How to avoid divergent transitions for a hierarchical logistic regression model


Hi,
I wanted to fit a hierarchical model, where the response variable depends/conditioned on a another variable (group status) as in this model description:

The sample n can be split in to two groups (n=n_1+n_2), depending on the value for the group status. The response variable is a binary variable. The response variable in the second group is highly unbalanced. For the simplicity, I used ridge priors for the beta coefficients.

My code looks like this:

data {
int<lower=1> N;
int<lower=1> N1;
  int<lower=1> N2;
  int<lower=1> N11;
  int<lower=1> w;
  int<lower=0,upper=1> y[N];
  
  int<lower=1> K1; 
  matrix[N,K1] x11;
  
   real <lower=0,upper=1> pi1;
  real <lower=0,upper=1> pi2;
  
}

parameters {

  vector[w] alpha1;
  
  matrix[K1,w] beta1;
  vector <lower=0> [w] lambda;
   
}

transformed parameters{

real logit_pi1= log(pi1/(1.0-pi1));
real logit_pi2= log(pi2/(1.0-pi2));
}

model {

  vector[N] mu1;
  for(i in 1:N1){
  
   mu1[i] = alpha1[1]+ x11[i,] * beta1[,1];
   
  }
  
  for(i in N11:N){
  
    mu1[i] = alpha1[2]+ x11[i,] * beta1[,2];
   
  }
  
       //priors
       
       for(k in 1:w){
target +=normal_lpdf(beta1[,k]| 0,1/sqrt(2*lambda[k]));
target +=normal_lpdf(alpha1[k]| 0,10);

       }

   target +=  cauchy_lpdf(lambda[1]|0,1);
   target +=  cauchy_lpdf(lambda[2]|0,1);
   
   
   target += normal_lpdf(logit_pi1| 0.85,0.21);
 target += normal_lpdf(logit_pi2| -0.85,0.21);
   
    target += log(pi1);
   target +=  log(pi2);  

  for(i in 1:N1){
    
  target += bernoulli_logit_lpmf(y[i] | mu1[i]);  
  }
  
   for(i in N11:N){
  
  target += bernoulli_logit_lpmf(y[i] | mu1[i]);  
  }
 
  }

After running this model, I got some divergent transitions after the warm-up period. Is there a way to optimize this code avoid divergent transitions? Any suggestion would be great.

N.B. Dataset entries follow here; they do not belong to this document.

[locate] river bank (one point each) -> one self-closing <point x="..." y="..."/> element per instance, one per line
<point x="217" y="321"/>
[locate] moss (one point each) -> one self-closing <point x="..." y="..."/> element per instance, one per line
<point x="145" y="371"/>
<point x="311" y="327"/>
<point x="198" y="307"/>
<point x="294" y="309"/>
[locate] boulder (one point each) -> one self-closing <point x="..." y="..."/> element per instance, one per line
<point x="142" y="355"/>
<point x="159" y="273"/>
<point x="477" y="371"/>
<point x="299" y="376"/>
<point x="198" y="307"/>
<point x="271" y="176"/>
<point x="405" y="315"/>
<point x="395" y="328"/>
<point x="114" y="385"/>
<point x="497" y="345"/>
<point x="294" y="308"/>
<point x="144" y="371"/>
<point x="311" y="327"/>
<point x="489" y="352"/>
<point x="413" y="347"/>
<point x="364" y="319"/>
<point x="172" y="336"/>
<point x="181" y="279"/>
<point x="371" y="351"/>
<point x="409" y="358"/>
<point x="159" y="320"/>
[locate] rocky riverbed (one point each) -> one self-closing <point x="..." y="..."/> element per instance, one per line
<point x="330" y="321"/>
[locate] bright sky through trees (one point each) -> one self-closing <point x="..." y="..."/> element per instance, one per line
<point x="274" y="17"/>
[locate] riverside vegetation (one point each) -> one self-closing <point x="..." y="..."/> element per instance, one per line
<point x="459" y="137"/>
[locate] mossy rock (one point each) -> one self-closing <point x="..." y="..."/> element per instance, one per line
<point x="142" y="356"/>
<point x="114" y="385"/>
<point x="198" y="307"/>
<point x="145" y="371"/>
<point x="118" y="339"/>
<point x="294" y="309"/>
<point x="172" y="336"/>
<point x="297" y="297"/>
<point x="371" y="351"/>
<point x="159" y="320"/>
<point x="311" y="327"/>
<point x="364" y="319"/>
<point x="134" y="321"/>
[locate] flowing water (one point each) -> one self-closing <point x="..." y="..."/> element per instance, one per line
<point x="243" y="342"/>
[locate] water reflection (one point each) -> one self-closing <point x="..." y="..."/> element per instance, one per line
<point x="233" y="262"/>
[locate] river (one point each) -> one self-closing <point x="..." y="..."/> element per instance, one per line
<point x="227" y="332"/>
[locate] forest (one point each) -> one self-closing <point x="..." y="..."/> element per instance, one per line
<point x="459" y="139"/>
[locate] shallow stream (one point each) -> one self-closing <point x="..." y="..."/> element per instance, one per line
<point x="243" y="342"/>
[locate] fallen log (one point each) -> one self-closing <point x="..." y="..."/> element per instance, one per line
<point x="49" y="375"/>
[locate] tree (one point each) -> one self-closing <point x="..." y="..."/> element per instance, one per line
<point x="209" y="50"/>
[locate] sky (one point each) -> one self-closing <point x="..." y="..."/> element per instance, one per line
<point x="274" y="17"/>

There may be efficient ways to code/reparametrize the variables which I don’t use in here.

You currently have things coded with a “non-centered” parameterization of mu1, which usually works best when the data is sparse relative to the priors, and in my experience that’s usually the case with binomial data, but if you have lots and lots of data you might try the centered parameterization instead and see if that behaves better.

1 Like

@mike-lawrence Thank you for your suggestion. But it didn’t work. I am just wondering whether I can Bernoulli likelihood function using “bernoulli_logit_glm_lpmf” ? Will that be possible?